Asıl oligarşik yapıyı gizlemek ve yolsuzlukları örtpas etmek için hizmet hareketine paralel devlet yaftası yapıştırmaya kimsenin gücü yetmeyecektir. Üzülüyorum ve çok da iyi biliyorum ki istifamla birlikte çok sevdiğim milletvekili arkadaşlarım ile irtibatım ve diyalog kurmam engellenecek. Onların da benimle temas kurmalarına izin verilmeyecek. Ama olsun meclisin mescidinde yemekhanesinde belki kaderin takdir ettiği yerlerde onlarla buluşacağız. Ve istifayı onlardan ayrılık olarak görmüyorum.
2 AYDIR HOCAEFENDİYLE GÖRÜŞMEDİM
Muhterem Hocaefendi ile 2 aydır telefonla bile görüşmedim. Çünkü arkasından neler geleceğini biliyorum. Bana söylediği partiden ayrılmamam ve ayrılacakların da ayrılmaması yönünde telkinde bulunmamdı. Bugüne kadar partide ısrarla kalmaya çalıştım. Ama öyle bir noktaya geldim ki yakın dostlarım bile hizmet ve hocaefendiye ağır saldırıya rağmen partiye kalacak mısınız? diye bana ağır sitemlerde bulundular. Hukuk ve anayasa çevresinde devlette görev yapan vatan evlatlarına devlete sızmışlar muamelesi hangi hukuk demokrasi anlayışına hangi din anlayışını sığar.
FETVA MAKAMI NEREDE?
Masum insanlar kışın ortasında ailesi ile birlikte sürgün muamelesine maruz kalırken fetva makamlarından neden ses çıkmaz. Bağışlar için fetva veren onaylayan fetva makamlarından ses çıkmayınca bu zulümlerin caiz olduğu mu ortaya çıkıyor?
Allah'ın bu zulümleri görmediği mi düşünülüyor?
EVİME DİNLEME CİHAZI KONULDU
Zulümler fişlemeler öyle bir noktaya ulaştı ki milletvekili olarak evime dinleme cihazı konuldu. Eşimin ve kız kardeşimin kurduğu vakıf baskı altına tutuldu.

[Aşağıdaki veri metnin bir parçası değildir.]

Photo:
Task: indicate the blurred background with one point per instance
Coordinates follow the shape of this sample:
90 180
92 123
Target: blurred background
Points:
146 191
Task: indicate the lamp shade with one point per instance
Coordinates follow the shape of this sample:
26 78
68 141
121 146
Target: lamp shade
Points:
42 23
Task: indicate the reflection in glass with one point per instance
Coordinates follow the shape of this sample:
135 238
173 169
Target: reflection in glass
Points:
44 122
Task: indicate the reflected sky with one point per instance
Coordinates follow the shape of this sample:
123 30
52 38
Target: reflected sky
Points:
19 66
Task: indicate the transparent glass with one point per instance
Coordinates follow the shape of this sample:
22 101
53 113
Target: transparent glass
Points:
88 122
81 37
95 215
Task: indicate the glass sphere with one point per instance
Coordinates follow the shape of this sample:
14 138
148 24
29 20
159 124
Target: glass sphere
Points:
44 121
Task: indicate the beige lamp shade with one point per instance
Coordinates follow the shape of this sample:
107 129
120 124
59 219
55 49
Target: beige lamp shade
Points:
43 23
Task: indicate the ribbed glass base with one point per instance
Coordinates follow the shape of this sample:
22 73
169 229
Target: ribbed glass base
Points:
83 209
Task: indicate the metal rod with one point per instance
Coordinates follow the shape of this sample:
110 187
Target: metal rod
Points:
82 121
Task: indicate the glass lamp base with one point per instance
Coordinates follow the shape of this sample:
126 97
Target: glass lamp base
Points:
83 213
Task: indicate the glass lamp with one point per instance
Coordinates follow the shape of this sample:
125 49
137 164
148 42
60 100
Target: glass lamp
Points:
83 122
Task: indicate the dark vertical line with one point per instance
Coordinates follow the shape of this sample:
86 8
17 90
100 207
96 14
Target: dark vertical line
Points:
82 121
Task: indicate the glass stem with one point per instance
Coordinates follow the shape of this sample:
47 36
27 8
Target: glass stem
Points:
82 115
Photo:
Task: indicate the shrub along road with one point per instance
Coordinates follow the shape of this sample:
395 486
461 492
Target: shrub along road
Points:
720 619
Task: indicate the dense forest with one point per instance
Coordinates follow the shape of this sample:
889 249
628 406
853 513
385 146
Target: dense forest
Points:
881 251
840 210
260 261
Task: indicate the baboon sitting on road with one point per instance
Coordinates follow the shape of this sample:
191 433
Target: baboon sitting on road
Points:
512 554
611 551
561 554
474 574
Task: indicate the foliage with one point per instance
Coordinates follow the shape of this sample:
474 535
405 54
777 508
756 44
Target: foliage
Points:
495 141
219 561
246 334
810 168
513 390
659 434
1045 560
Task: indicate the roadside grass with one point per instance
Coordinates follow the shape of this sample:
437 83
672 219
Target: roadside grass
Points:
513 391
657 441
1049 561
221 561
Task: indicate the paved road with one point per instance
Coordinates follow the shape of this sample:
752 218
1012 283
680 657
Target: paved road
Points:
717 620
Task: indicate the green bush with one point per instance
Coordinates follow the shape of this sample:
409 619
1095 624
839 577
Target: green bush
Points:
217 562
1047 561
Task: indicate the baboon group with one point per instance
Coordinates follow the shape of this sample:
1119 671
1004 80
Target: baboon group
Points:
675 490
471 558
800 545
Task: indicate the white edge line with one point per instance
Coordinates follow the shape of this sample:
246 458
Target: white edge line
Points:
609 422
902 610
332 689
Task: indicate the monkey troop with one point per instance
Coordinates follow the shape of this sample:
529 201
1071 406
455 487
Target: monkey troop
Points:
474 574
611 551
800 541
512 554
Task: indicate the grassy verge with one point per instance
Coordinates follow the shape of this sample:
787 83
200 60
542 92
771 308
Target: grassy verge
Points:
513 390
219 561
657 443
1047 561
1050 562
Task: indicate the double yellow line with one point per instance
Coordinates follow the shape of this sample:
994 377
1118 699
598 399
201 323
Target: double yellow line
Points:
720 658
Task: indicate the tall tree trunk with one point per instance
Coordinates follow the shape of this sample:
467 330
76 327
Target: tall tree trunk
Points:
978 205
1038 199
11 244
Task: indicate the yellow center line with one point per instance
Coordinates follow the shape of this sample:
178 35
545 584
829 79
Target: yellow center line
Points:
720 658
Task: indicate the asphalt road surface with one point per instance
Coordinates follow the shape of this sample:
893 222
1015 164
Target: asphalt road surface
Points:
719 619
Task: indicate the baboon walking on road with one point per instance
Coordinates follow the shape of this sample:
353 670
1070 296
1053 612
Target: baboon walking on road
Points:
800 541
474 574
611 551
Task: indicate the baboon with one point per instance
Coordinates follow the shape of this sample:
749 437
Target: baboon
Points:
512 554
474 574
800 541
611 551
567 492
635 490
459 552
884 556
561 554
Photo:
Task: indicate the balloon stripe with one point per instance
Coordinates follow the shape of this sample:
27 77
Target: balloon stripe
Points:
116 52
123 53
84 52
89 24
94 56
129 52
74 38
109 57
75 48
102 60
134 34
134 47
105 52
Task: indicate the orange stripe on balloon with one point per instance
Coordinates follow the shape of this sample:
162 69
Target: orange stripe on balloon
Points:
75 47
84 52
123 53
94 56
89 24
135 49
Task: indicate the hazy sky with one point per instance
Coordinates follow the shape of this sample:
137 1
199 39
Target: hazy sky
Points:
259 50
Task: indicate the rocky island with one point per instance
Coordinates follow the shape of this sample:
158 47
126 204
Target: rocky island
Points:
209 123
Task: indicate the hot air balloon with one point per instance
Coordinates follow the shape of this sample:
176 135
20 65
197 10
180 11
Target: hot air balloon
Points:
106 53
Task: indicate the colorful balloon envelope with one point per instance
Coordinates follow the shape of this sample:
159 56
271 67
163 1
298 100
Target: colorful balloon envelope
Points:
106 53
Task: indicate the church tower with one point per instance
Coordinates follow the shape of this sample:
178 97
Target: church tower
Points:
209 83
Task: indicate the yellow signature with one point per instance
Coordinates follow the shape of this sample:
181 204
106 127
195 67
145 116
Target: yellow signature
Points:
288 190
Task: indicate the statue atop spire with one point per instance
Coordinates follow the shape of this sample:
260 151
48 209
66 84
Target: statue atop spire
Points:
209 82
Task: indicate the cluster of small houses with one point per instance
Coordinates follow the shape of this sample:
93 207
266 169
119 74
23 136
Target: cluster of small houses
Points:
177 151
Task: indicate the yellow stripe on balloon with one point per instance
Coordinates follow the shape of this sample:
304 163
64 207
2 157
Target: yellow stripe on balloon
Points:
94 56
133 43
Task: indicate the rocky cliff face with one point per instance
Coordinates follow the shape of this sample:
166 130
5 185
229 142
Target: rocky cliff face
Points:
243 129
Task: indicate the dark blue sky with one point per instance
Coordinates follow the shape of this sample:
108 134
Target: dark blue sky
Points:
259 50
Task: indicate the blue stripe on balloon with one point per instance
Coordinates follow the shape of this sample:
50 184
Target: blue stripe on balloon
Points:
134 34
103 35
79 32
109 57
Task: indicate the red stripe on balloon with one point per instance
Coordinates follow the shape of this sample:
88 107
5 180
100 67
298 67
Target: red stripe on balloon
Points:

Söylemler ve devlette yapılan kıyımlar Gayretullah'a dokunacak diye ciddi endişe ediyorum. Korkarım ki işte o zaman yapılan bu ağır zulum ve iftiralara Allah'ın mukabelesi de ağır olur. O gün birileri için ağlama ve pişmanlık günü olacaktır.

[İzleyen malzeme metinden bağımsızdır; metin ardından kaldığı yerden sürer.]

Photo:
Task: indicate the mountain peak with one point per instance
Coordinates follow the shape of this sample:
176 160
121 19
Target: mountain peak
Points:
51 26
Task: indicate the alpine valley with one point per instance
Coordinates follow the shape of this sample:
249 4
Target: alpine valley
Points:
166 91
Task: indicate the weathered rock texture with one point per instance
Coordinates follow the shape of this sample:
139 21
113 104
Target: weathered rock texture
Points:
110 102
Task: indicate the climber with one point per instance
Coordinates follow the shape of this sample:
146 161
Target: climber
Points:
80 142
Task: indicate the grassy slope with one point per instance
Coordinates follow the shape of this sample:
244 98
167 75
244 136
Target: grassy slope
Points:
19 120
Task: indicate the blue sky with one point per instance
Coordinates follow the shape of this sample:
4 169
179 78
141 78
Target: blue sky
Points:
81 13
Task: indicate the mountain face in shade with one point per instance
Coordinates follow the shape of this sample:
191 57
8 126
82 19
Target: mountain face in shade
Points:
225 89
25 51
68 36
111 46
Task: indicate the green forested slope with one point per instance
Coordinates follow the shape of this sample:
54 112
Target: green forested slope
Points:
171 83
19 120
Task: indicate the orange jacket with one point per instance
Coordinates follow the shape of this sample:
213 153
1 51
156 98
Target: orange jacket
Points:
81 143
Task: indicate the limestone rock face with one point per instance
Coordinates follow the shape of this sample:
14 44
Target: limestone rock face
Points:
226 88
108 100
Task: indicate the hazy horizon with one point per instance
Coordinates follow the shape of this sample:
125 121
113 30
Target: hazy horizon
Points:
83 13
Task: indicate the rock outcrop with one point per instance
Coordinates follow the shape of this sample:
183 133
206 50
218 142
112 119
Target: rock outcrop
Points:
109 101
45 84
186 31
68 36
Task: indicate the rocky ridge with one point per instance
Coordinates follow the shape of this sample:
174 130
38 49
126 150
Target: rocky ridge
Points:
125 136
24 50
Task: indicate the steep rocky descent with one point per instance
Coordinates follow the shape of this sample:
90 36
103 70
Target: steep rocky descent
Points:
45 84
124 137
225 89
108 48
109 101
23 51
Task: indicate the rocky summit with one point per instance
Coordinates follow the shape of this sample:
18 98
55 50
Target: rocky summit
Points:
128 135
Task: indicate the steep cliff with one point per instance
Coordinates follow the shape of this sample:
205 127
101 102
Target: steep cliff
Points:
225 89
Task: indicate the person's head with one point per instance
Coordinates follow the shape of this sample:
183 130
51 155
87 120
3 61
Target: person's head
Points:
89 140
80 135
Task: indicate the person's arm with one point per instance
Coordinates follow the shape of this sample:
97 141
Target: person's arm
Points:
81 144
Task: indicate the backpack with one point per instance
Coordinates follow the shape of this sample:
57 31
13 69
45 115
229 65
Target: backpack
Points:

Bu aşamada artık AK Parti'de bulunmamın bir anlamı kalmadığını düşünüyorum. Kendi vicdani kararımla AK Parti'den istifa ediyorum. Yüce milletime arz ederken Allah'tan memleketimizi korumasını ve bir an önce bu kaostan kurtulmasını niyaz ediyorum.